Ma chi spinge per l’uscita Fiat? Il mese scorso F&M ha dato conto di un progetto della famiglia Agnelli, e in particolare del loro massimo rappresentante Gianluigi Gabetti, per girare le pertinenze Fiat, tra le quali appunto Rcs, alla Ifil. Un’idea, pare, suggerita dal presidente del Sanpaolo Imi, Enrico Salza, ma subito bocciata dalle altre banche del convertendo Fiat e azioniste del Corriere, Intesa e Capitalia. Ma queste potrebbero esporre un facile alibi: perché costringere oggi Fiat a vendere se a settembre quella quota potrà essere governata direttamente (come la Fiat) dalle stesse banche? Tra queste vi è Unicredito che vede (giustamente) Rcs come una partecipazione estranea al core business e quindi alienabile. Ma il suo amministratore delegato, Alessandro Profumo, si è chiamato talmente fuori dalla partita Corriere che è difficile fotografarlo in pressing su Marchionne.

Le ragioni di chi preme su Fiat, spiegano in ambienti vicini a un azionista del patto, sarebbero allora da ricercare nella necessità di anticipare le mosse di Ricucci. Si starebbe, cioè, studiando un accordo per rilevare pro-quota da parte degli altri 14 soci il 10,291% di Fiat: ognuno si dovrebbe accollare lo 0,735% pagando circa 31 milioni a testa ai prezzi di ieri in Borsa. Ma un conto è farlo ora, altro è in presenza di un’offerta pubblica d’acquisto.
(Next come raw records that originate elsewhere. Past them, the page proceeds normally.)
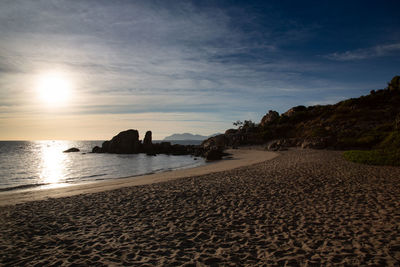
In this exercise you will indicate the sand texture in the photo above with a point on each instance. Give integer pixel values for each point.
(237, 158)
(304, 207)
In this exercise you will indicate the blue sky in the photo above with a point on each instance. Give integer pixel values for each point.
(186, 66)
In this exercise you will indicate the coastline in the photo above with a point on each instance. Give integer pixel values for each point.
(237, 158)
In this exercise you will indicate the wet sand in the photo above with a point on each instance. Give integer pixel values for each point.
(304, 207)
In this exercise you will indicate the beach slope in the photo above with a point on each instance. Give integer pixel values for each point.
(304, 207)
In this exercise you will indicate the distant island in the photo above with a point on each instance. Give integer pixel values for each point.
(188, 136)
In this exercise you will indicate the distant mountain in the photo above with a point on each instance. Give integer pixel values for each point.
(187, 136)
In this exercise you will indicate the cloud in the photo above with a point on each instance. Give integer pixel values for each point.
(365, 53)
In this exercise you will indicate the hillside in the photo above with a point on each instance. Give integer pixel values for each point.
(187, 136)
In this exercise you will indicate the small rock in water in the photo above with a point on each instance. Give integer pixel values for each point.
(72, 149)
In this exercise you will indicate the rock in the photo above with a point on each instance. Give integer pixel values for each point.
(72, 149)
(148, 144)
(231, 131)
(214, 154)
(270, 117)
(126, 142)
(216, 142)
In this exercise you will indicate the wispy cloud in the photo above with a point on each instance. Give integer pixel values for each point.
(365, 53)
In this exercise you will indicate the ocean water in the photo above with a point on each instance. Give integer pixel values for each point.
(28, 165)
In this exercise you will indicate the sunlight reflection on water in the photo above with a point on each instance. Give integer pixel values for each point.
(52, 168)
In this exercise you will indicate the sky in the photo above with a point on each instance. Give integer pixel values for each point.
(183, 66)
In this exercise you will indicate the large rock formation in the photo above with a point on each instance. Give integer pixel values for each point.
(270, 117)
(127, 142)
(72, 149)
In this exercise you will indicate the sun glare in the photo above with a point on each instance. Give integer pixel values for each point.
(53, 88)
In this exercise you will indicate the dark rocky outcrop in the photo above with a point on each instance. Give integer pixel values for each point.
(127, 142)
(362, 123)
(214, 154)
(72, 149)
(394, 84)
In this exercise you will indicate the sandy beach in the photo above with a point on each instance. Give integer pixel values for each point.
(300, 208)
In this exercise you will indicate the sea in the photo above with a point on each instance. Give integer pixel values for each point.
(31, 165)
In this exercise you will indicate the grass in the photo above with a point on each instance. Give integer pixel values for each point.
(374, 157)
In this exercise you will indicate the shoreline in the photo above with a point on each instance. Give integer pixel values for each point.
(238, 158)
(303, 208)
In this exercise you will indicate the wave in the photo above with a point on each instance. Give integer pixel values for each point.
(19, 187)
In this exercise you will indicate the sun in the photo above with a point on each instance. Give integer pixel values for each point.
(53, 88)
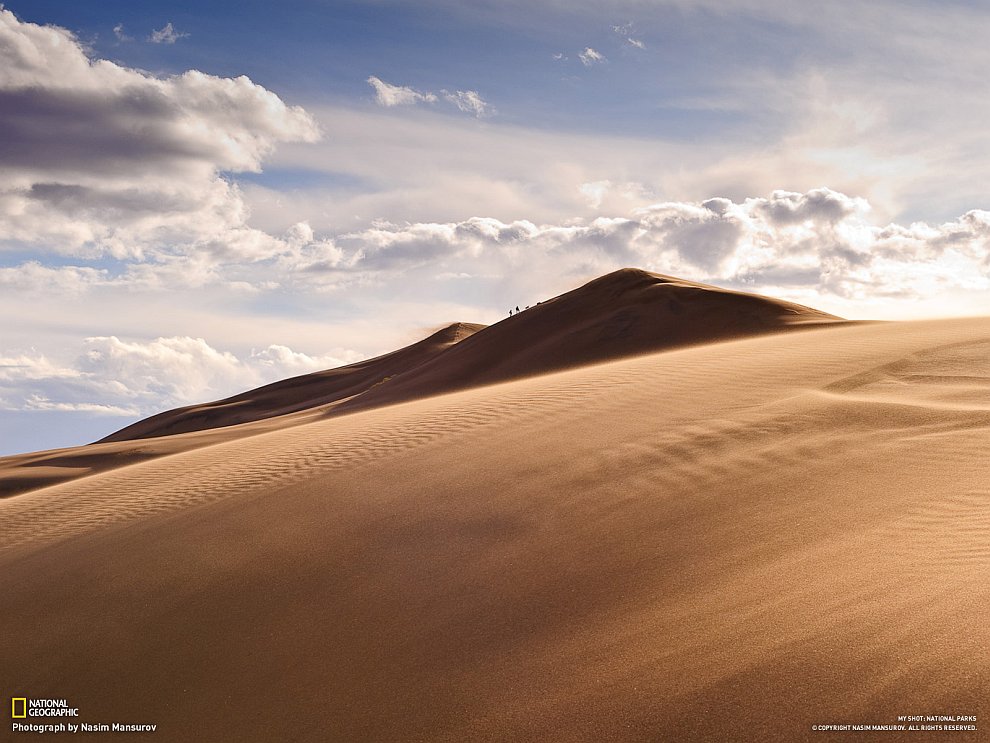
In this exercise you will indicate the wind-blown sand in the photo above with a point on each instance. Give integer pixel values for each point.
(732, 541)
La soluzione non è semplice, né appare alla portata: se è dura convincere 14 soci dell’urgenza della manovra, ancora più dura è invogliarli a mettere mano al portafogli soprattutto se qualcuno di loro è stato convinto dagli altri che quello di Ricucci è solo un bluff, che il fango a mezzo stampa l’abbia piegato o che stia pensando ormai solo all’imminente matrimonio con Anna Falchi.